BOGOR | LIPUTAN12 – Ratusan penggali kubur khusus jenazah pasien Covid-19 di wilayah Kabupaten Bogor mendapatkan bantuan Sembako, Alat pelindung diri (APD) dan Santunan dari Komandan Komando Resor Militer (Danrem) 061/Suryakancana Bogor, Brigjen TNI Achmad Fauzi.
Bantuan berupa sembako sebanyak 2 Ton beras, dan 400 APD serta santunan tali asih, diberikan langsung oleh Danrem 061/SK Brigjen TNI Achmad Fauzi, kepada 200 orang penggali kubur khusus pasien covid-19 di taman pemakaman umum (TPU) Pondok Rajeg dan di 9 TPU lainnya di wilayah Kabupaten Bogor.

Danrem 061/SK Brigjen TNI Achmad Fauzi menyampaikan, kehadiran kami ke TPU Pondok Rajeg ini selain memberikan bantuan sebagai bentuk dukungan moril kepada para penggali kubur, juga untuk menjalin silaturahmi kepada para penggali kubur ataupun kepada tim pemulasaraan yang selama hampir 2 tahun ini telah melaksanakan tugasnya.
“Kami ucapkan terimakasih dan apresiasi kepada para penggali kubur khusus penderita covid-19 di wilayah Kabupaten Bogor yang selama hampir 2 tahun ini telah melaksanakan tugasnya dengan penuh tanggung jawab,” ujar Brigjen TNI Achmad Fauzi kepada wartawan, Rabu (21/7/2021) di TPU Pondok Rajeg.
Dikatakannya, perlu kami sampaikan bahwa sampai dengan kemarin sudah ratusan warga masyarakat yang meninggal dunia akibat wabah corona virus disease 19 (Covid-19), baik dari wilayah kabupaten Bogor maupun wilayah lainnya, mereka semua sudah dimakamkan sesuai dengan protokol covid-19.
“Itu artinya, bapak-bapak selaku penggali kubur atau tim pemulasaran telah banyak membantu kami.
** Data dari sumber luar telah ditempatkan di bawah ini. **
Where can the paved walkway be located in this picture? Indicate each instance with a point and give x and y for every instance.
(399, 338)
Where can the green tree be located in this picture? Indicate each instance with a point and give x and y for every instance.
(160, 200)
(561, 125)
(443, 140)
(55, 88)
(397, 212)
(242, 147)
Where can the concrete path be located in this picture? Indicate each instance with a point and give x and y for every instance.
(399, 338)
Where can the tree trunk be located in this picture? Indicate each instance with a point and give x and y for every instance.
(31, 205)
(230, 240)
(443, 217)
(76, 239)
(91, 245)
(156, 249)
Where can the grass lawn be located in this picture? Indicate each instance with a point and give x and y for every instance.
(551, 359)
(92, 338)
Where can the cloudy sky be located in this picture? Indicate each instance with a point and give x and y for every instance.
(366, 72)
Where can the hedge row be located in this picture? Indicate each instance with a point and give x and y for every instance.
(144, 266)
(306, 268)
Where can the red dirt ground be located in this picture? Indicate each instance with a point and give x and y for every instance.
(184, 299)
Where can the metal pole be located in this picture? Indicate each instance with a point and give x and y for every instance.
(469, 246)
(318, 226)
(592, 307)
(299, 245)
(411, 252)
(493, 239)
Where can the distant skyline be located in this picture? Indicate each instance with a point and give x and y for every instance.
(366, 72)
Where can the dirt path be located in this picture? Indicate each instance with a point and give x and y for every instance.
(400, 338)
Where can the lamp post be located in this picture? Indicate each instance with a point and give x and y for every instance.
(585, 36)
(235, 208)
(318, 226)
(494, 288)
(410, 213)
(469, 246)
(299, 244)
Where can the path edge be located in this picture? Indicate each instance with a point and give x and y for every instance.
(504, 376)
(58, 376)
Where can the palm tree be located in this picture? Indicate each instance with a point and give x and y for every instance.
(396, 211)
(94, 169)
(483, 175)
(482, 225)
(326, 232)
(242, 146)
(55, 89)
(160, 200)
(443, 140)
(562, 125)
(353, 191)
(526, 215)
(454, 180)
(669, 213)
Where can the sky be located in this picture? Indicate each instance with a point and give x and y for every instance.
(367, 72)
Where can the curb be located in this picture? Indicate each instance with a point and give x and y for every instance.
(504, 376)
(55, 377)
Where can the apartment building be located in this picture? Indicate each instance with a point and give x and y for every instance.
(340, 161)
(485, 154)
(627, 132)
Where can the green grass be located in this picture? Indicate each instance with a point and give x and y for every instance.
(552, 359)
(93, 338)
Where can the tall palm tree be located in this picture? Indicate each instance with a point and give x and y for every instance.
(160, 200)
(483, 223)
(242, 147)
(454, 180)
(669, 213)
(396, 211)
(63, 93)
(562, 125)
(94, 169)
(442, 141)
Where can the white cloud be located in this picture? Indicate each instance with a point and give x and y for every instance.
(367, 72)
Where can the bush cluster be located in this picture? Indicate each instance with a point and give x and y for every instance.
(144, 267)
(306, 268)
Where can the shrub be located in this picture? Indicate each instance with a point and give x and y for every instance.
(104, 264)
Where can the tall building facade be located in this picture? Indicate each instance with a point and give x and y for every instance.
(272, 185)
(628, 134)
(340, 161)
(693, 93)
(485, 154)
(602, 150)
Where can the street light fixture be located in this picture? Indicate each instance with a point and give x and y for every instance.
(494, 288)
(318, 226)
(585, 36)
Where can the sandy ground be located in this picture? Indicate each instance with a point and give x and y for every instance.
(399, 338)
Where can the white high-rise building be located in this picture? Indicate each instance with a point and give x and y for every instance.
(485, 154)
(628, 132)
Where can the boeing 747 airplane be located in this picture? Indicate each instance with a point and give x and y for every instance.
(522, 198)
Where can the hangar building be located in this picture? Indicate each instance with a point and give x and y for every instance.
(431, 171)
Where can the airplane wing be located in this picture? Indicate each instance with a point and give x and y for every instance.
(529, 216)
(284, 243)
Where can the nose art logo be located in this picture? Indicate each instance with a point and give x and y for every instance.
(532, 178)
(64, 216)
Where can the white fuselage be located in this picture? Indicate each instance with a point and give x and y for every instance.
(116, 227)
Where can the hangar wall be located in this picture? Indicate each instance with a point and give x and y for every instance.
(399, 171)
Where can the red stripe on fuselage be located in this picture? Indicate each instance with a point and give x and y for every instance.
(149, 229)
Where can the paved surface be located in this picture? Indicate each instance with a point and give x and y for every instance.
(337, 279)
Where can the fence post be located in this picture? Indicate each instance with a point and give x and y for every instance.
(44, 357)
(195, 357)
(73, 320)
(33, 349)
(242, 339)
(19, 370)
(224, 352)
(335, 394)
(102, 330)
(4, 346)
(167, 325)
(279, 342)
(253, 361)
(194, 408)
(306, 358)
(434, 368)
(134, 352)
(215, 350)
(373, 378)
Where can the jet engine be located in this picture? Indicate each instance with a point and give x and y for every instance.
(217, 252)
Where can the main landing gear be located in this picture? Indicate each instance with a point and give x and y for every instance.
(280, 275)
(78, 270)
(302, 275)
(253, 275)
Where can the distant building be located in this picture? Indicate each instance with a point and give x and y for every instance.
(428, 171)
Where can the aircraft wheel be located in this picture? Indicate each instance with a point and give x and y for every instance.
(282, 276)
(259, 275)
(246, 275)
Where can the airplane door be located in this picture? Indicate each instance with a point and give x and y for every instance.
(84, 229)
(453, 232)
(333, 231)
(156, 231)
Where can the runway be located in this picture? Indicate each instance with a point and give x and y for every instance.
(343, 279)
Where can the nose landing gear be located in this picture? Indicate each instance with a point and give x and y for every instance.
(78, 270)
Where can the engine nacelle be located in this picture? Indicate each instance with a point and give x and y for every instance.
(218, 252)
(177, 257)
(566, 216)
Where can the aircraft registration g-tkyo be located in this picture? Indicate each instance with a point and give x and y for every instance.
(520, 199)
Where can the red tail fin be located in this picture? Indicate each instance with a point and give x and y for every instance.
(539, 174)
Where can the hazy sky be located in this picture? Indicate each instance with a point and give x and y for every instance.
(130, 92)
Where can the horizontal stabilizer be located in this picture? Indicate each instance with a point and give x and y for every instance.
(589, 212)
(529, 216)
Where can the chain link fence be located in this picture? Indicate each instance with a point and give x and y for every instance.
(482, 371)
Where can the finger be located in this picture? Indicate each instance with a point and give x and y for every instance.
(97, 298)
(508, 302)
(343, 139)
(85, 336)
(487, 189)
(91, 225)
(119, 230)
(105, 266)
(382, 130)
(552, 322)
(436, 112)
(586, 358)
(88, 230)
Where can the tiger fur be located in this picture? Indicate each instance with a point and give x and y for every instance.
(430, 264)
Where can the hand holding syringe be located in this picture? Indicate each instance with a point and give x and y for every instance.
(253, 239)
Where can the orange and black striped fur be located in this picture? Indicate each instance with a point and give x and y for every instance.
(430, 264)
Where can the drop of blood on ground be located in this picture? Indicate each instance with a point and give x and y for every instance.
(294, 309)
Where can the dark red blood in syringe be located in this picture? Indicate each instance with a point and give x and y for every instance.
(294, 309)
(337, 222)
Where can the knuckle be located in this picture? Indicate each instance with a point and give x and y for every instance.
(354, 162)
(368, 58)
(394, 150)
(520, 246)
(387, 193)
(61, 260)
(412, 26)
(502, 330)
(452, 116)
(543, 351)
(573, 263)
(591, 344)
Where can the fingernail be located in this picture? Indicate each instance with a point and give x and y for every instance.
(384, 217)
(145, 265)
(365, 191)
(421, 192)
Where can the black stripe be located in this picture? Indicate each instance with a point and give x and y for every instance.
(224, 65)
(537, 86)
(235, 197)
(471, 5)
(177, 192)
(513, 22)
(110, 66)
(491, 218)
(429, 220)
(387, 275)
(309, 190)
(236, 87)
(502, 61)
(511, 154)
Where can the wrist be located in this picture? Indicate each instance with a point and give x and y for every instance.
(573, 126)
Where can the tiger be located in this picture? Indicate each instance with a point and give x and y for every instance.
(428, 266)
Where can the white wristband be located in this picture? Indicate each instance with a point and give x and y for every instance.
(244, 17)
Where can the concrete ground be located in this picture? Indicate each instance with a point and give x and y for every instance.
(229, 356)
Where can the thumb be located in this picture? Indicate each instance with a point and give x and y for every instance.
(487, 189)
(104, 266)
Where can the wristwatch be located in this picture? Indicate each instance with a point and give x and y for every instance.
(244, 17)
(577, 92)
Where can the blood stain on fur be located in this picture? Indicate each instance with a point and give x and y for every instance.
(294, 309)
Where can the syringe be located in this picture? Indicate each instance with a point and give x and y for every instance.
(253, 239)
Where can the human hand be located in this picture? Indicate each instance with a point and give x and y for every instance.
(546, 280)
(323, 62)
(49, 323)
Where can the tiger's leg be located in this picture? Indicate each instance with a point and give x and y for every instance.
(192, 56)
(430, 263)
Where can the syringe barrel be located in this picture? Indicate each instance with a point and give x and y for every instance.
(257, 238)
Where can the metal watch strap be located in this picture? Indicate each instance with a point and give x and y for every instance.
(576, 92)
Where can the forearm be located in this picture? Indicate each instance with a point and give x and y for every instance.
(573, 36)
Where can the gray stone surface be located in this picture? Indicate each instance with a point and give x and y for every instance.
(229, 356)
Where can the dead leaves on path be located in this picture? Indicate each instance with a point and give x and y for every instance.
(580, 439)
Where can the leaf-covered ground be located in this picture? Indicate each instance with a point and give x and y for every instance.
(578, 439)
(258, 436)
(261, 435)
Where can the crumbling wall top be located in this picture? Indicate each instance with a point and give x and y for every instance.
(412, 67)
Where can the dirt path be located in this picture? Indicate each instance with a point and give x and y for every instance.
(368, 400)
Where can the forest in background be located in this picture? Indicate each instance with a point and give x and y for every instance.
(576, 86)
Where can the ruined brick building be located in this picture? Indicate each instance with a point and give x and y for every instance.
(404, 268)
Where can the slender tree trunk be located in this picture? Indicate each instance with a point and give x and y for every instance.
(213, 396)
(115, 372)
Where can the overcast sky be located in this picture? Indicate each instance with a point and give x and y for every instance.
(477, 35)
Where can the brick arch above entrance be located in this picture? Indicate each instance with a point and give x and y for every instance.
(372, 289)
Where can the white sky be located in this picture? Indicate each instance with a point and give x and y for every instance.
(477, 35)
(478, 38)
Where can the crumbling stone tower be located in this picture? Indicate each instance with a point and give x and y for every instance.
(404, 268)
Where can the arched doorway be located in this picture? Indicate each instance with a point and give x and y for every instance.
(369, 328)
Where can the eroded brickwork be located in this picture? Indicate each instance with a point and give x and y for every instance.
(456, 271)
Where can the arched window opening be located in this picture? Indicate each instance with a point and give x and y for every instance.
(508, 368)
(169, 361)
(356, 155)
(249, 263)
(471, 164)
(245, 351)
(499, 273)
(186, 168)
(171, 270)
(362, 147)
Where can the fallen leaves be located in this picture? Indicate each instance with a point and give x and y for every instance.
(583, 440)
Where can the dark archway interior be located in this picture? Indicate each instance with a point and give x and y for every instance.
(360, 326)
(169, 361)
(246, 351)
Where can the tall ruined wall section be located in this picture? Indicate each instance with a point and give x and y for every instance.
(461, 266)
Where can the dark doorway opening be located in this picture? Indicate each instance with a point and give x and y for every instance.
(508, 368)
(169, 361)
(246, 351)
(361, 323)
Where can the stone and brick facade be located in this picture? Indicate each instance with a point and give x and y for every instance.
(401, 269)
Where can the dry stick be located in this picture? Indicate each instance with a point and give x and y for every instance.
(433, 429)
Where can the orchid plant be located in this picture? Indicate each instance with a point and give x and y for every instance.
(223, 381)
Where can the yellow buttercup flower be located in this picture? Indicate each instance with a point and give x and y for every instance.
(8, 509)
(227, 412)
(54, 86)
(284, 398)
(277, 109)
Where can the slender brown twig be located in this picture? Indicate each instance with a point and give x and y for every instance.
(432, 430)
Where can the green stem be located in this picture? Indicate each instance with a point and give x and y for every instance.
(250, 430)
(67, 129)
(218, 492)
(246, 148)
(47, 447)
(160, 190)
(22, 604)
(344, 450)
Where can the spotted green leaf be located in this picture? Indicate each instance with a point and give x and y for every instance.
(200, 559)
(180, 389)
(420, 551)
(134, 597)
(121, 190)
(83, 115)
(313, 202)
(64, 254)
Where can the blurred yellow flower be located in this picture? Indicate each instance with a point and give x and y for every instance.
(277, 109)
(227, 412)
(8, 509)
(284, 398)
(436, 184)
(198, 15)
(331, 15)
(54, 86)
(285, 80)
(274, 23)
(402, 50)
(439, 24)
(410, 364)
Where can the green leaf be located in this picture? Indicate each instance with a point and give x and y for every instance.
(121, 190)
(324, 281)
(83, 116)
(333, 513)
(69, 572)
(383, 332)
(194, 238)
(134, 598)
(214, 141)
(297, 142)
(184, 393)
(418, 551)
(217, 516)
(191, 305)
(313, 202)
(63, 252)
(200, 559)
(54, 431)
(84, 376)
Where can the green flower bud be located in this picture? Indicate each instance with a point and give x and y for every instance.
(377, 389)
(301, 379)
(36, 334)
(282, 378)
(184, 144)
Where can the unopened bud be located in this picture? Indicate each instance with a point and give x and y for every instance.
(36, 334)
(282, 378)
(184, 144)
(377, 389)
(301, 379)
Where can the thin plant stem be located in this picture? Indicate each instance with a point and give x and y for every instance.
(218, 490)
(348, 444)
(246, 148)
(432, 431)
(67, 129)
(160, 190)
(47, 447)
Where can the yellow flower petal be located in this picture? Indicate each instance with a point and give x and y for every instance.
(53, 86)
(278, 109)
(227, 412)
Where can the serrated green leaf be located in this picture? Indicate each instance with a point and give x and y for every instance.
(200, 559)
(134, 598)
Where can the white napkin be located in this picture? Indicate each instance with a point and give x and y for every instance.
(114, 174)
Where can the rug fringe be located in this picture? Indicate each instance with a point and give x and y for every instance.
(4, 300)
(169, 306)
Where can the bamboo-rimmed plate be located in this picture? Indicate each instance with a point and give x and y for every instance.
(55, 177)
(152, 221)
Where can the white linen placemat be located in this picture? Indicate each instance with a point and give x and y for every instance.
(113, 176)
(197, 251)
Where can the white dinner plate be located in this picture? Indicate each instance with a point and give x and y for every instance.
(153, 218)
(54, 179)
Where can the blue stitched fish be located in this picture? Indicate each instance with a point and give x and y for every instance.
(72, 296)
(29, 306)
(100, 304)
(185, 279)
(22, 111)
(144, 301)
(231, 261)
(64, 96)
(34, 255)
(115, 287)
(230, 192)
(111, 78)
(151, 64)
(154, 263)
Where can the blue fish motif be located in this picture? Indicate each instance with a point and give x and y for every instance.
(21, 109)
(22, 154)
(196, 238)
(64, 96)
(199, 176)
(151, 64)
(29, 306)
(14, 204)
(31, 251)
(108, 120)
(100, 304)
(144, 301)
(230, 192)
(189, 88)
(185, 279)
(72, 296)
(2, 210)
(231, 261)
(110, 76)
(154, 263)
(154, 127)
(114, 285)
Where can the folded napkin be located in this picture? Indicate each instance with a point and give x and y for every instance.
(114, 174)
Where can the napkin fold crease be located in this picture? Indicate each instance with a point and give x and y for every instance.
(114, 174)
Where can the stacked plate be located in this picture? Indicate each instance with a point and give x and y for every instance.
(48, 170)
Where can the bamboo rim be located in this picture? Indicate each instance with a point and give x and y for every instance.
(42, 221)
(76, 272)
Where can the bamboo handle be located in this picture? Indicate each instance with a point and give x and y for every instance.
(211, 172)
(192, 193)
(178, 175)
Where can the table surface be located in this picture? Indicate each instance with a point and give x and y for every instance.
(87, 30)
Oleh karena itulah maka kami ingin memberikan sedikit perhatian kepada para penggali kubur ini,” tutur Danrem 061/SK.

Namun sebelumnya, Danrem melanjutkan, saya menghimbau kepada bapak-bapak agar tetap semangat dan jangan lupa untuk selalu menjaga kesehatan dan melaksanakan protokol kesehatan dengan baik dan benar. Karena tugas kalian juga berat untuk memakamkan saudara-saudara kita yang meninggal dunia akibat Covid-19 ini yang tidak mengenal waktu, baik itu pagi maupun malam hari.